Tomasz Lis był jednym z mówców na demonstracji KOD w Warszawie.
Tomasz Lis był jednym z mówców na demonstracji KOD w Warszawie. Fot. YouTube.com
Reklama.
– Nazywam się Lis, ale od wczoraj jestem "Hieną". Witam Was wszystkich, "komuniści", "złodzieje", "ludzie gorszego sortu", "ludzie, którzy nie mają głów". Witam Was wszyscy "zaprzedani". (...) Nigdy nie zamkną nam ust! – zaczął Tomasz Lis. Publicysta przypominał też, że o niepodległość, demokrację i wolność słowa walczyły pokolenia, których krwią nasiąknięta jest warszawska ziemia. – Czy pozwolimy to sobie odebrać, tylko dlatego, że takie jest kaprys jednego faceta – pytał. Na co tłum odpowiedział gromkim "nie".

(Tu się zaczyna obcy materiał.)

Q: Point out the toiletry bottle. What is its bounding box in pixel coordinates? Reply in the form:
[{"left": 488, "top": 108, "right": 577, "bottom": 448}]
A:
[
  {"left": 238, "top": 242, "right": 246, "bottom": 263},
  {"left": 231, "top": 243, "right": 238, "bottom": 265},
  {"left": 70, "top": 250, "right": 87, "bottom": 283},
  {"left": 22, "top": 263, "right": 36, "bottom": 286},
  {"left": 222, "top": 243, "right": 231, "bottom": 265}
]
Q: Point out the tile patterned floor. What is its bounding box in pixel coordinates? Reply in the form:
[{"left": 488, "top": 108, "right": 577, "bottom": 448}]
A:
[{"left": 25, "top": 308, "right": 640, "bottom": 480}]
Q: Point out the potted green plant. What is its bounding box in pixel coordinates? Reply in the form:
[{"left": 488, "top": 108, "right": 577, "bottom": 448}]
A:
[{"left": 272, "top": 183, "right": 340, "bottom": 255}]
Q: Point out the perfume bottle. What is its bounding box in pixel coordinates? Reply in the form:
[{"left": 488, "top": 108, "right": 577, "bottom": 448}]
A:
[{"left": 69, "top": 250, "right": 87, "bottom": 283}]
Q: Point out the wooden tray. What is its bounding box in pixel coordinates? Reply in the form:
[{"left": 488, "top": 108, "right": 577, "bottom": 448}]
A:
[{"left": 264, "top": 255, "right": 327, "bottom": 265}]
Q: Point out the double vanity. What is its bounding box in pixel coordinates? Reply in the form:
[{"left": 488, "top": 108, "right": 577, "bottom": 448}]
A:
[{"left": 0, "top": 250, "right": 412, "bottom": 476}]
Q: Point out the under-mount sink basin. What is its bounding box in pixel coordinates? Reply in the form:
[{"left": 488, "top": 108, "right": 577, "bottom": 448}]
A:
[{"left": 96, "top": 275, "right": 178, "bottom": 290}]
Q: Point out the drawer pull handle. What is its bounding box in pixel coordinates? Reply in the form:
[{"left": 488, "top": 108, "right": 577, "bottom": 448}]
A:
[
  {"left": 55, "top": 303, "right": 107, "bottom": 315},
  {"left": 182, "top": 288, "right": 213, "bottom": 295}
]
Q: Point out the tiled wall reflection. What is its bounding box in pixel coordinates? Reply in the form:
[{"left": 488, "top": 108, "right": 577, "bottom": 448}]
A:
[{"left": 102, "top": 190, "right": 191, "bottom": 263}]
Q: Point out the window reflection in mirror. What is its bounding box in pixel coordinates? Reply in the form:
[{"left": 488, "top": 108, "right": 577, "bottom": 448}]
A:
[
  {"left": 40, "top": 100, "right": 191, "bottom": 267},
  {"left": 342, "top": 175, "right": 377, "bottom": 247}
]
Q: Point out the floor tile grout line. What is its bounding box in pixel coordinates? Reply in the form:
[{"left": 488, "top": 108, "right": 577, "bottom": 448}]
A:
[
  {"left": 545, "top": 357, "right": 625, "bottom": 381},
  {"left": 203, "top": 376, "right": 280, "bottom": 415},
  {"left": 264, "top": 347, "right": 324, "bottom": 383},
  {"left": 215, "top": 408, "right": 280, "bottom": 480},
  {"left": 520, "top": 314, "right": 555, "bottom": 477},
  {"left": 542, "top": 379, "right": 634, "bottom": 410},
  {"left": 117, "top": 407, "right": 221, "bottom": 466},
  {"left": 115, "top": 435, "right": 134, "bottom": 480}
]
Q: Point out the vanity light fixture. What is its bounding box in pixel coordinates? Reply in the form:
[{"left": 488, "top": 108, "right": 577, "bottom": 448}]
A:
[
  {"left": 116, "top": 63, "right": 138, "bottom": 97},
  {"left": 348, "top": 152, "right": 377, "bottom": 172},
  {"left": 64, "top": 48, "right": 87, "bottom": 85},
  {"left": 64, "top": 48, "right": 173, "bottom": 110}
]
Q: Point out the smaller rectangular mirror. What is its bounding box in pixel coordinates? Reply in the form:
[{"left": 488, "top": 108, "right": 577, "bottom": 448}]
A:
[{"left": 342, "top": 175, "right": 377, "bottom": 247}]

Zobaczcie w całości pełne emocji wystąpienie Tomasza Lisa podczas sobotniej manifestacji Komitetu Obrony Demokracji przed Sejmem:
O swoim sprzeciwie wobec coraz bardziej autorytarnych zapędów nowej władzy Tomasz Lis już kilka dni temu wyjaśniał na swoim blogu w naTemat. "Nikt nie kwestionował i nie kwestionuje mandatu prezydenta Dudy i PiS-u do sprawowania władzy. Problem zaczął się wtedy, gdy prezes PiS oraz jego pomagierzy, z prezydentem i panią premier na czele, uznali, że mają mandat nie tylko do rządzenia, ale do przeprowadzania rewolucji, a wszystko, co staje im na drodze, powinno być zmiecione" – napisał.